Server Side Architecture
Clone this wiki locally
OpenRefine's server-side is written entirely in Java (main/src/) and its entry point is the Java servlet com.google.refine.RefineServlet. By default, the servlet is hosted in the lightweight Jetty web server instantiated by server/src/com.google.refine.Refine. Note that the server class itself is under server/src/, not main/src/; this separation leaves the possibility of hosting RefineServlet in a different servlet container.
The web server configuration is in main/webapp/WEB-INF/web.xml; that's where RefineServlet is hooked up. RefineServlet itself is simple: it just reacts to requests from the client-side by routing them to the right Command class in the packages com.google.refine.commands.**.
As mentioned before, the server-side maintains states of the data, and the primary class involved is com.google.refine.ProjectManager.
In OpenRefine there's the concept of a workspace similar to that in Eclipse. When you run OpenRefine it manages projects within a single workspace, and the workspace is embodied in a file directory with sub-directories, which by default is specified [FAQ:-Where-Is-Data-Stored%3F]. You could get OpenRefine to use a different directory by specifying a -d parameter at the command line.
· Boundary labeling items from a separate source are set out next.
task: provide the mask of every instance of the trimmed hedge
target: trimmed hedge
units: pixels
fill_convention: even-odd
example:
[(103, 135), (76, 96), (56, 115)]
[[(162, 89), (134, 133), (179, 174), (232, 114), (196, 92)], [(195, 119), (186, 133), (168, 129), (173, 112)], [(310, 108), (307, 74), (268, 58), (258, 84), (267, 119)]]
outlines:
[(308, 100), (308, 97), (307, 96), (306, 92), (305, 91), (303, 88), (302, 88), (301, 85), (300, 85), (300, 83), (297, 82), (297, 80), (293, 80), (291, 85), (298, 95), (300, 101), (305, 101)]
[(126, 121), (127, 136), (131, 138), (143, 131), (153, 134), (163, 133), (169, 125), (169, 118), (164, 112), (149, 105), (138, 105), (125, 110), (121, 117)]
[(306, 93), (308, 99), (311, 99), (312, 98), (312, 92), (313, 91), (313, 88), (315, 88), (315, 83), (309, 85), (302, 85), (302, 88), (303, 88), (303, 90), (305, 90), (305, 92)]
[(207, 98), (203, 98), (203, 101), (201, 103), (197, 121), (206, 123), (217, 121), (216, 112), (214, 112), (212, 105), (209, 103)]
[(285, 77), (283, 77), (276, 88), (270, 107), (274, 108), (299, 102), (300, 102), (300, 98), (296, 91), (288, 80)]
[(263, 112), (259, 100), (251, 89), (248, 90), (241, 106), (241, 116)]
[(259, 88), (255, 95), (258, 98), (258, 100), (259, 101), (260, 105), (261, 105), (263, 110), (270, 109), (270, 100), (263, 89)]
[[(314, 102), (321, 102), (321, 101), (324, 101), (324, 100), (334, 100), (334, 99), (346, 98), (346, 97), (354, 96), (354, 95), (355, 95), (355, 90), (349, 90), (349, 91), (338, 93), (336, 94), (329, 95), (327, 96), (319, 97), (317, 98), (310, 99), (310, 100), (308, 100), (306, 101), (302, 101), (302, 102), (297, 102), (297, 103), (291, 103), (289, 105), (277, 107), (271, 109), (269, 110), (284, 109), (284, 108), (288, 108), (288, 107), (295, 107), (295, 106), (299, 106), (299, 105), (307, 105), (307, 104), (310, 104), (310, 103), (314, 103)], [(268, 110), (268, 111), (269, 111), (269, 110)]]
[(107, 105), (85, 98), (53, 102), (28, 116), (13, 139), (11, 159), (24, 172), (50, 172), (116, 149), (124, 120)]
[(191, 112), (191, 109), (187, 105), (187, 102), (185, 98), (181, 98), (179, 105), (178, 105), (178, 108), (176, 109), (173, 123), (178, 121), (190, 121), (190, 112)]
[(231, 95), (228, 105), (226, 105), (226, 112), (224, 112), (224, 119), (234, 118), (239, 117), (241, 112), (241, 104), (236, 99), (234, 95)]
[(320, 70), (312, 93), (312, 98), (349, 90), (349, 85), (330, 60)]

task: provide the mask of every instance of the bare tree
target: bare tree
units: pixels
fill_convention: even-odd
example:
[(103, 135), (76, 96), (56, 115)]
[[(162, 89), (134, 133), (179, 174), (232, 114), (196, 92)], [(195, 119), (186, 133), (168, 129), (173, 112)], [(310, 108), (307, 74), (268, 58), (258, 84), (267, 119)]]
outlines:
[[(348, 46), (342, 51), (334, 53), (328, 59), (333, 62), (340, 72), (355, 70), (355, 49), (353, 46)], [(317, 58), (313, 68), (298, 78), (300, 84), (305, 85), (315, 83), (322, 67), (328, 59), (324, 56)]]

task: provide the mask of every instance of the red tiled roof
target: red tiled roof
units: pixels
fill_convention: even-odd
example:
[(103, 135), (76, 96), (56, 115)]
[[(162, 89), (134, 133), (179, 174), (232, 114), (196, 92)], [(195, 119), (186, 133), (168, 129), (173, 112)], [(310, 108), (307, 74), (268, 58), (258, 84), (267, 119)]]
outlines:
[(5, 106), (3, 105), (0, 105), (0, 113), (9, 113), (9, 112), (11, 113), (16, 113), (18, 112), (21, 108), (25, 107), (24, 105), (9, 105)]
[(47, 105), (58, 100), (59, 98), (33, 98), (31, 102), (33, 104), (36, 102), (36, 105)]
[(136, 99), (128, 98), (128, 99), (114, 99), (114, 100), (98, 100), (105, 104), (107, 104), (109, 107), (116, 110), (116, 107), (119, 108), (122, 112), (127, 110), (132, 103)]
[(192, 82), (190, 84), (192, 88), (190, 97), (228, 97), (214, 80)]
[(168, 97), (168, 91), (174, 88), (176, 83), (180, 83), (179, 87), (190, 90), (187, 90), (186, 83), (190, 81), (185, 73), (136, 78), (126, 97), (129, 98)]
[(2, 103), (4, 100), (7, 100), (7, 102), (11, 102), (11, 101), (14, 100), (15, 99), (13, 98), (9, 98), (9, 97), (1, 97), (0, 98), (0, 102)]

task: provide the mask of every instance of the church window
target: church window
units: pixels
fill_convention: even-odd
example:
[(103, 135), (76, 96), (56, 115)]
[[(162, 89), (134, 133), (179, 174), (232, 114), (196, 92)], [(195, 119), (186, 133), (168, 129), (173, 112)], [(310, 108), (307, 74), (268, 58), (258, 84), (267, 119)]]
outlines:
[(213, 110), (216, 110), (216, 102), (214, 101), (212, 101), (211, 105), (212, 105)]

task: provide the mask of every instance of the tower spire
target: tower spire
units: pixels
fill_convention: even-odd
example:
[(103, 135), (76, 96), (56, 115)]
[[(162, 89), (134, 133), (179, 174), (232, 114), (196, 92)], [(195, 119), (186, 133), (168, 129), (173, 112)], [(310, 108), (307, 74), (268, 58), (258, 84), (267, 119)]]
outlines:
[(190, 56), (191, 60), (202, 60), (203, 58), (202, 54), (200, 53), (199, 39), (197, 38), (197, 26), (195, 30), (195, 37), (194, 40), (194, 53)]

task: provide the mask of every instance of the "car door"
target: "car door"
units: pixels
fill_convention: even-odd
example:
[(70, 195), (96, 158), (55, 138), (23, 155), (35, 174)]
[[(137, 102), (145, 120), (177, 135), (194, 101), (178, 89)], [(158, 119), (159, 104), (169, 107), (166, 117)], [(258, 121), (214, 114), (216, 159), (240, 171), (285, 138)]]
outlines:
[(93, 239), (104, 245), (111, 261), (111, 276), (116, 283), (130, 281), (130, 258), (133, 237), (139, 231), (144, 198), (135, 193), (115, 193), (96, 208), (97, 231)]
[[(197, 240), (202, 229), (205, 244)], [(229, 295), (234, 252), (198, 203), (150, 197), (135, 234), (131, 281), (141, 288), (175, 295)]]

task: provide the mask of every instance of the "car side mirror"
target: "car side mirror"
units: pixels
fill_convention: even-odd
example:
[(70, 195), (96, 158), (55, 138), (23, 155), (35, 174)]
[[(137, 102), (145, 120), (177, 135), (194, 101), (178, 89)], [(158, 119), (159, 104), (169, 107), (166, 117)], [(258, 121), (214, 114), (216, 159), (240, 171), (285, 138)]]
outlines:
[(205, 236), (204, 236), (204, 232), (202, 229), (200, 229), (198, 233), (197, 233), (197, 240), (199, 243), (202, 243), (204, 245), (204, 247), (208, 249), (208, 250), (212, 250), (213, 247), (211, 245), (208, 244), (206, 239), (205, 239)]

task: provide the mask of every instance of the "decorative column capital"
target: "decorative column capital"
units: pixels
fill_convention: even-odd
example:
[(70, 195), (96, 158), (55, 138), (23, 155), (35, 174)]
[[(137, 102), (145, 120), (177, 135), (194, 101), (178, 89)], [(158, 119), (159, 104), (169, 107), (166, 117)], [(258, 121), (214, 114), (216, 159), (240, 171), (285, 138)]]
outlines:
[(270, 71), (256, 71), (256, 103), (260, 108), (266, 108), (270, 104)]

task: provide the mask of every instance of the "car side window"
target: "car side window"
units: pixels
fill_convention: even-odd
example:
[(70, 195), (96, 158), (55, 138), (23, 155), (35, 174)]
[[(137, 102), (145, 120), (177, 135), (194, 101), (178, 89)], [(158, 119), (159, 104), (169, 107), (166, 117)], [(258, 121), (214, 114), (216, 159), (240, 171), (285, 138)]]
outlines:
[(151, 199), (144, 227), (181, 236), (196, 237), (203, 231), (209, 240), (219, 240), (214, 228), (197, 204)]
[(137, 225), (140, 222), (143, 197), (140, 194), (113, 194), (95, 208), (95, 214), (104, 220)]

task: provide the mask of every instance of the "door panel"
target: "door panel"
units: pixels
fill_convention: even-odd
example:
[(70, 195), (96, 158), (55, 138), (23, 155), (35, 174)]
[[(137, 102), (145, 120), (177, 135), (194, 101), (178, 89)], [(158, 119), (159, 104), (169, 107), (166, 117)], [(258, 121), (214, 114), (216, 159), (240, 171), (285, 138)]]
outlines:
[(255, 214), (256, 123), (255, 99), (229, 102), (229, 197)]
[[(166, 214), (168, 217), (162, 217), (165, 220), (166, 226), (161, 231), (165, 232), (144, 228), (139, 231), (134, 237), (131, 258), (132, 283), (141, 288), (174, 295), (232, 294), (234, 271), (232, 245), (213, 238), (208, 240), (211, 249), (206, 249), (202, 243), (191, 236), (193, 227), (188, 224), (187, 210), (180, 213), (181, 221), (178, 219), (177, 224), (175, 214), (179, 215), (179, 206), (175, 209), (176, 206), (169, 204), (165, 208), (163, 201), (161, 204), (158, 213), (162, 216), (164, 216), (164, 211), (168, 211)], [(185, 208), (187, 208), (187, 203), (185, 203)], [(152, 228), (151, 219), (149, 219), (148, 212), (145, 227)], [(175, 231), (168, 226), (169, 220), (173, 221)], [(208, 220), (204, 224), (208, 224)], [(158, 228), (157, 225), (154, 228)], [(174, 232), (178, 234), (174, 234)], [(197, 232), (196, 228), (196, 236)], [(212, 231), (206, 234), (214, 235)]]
The class ProjectManager is what manages the workspace. It keeps in memory the metadata of every project (in the class ProjectMetadata). This metadata includes the project's name and last modified date, and any other information necessary to present and let the user interact with the project as a whole. Only when the user decides to look at the project's data would ProjectManager load the project's actual data. The separation of project metadata and data is to minimize the amount of stuff loaded into memory.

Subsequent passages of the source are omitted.